Traditionally, the month of June, and Pride itself, has served as a time for members of the LGBTQ+ to celebrate the hard work and progress we have made towards equal rights and social justice. However, over the last several years, Pride has increasingly looked like cleverly spun marketing campaigns, fancy floats in the middle of shiny parade, and some incredibly fabulous outfits featuring an excessive amount of glitter. (To be clear, you can never actually have too much glitter.) But the stark realities of this year made sure that this Pride would be very different, and I think that has been a very good thing.

This year has been filled with so many unprecedented challenges. As COVID-19 continues to impact our communities, it also continues to amplify the inequities that are so clearly present in our society. Working in education, the last few months have proven just how important all aspects of learning are. Although we have done our best to shift our academic learning to an online platform, it has become increasingly difficult to replicate the social and emotional learning that also happens within a school community. While we are only just beginning to recognize how this pandemic is disproportionately impacting different communities, we have felt the first-hand effects that it has had on the mental health and emotional well-being of our children and youth. Even before the pandemic, we knew that LGBTQ+ children and youth present a significantly higher risk for depression and suicidal ideation. With measures like social distancing and distance learning in place, it is important now, more than ever, that we continue supporting our LGBTQ+ kids and other communities that have been hit hardest by this pandemic.

Since I first came out as a gay man in my mid-20s, Pride has always played an important role in my personal LGBTQ+ story, and this year is certainly no exception. This year has been a moment to pause and reflect on the true meaning of Pride. This has been an important opportunity to learn about the actual history of Stonewall and the larger LGBTQ+ social movement as a whole. We should never forget that it was the work of Black Trans women like Marsha P. Johnson and others that gave us Stonewall. The original Stonewall protests were not glitzy parades. They were an uprising!
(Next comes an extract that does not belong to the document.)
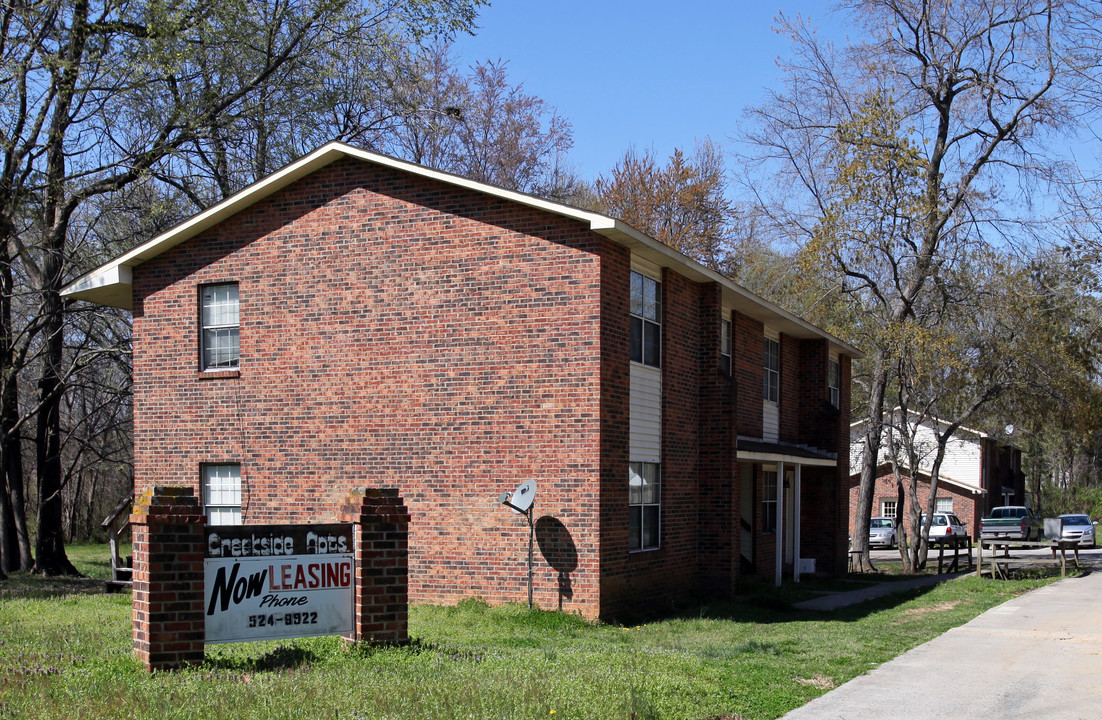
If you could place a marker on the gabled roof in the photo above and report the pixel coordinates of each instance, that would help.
(111, 283)
(881, 469)
(940, 423)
There were multiple days of protest, marching, and violence. And yet, those protests would prove to be the catalyst for creating a social movement that would continue fighting for LGBTQ+ rights even today. This year, in the midst of so many demands for change, we must step away from the Pride marked by glam and consumerism, and fully embrace a return to our roots, the protest. Let us use this as an opportunity to elevate Black and Brown voices and fight for a more inclusive Pride (with maybe just a little bit of glitter along the way).

I want to challenge all of us, allies and the LGBTQ+ community alike, to love, support, and include others this year. Despite all the challenges we have faced, I remain hopeful. As we continue to fight for a more inclusive and more equitable world, I encourage you to continue supporting organizations like The Human Rights Campaign, The Trevor Project, and CHILD USA that are committed to serving  LGBTQ+ youth and children from all walks of life.

Today I am proud. But I am also humbled and grateful for those that have paved the way for people like me. As we celebrate Pride this year and beyond, let us remember all the progress we have made and continue to support our Black and Brown allies that made it possible.

 

Addison Feind is a lifelong educator who is a passionate member of the LGBTQ+ community and an advocate for several social justice causes. He currently serves as a campus Director of Student Support for YES Prep Public Schools in Houston, Texas.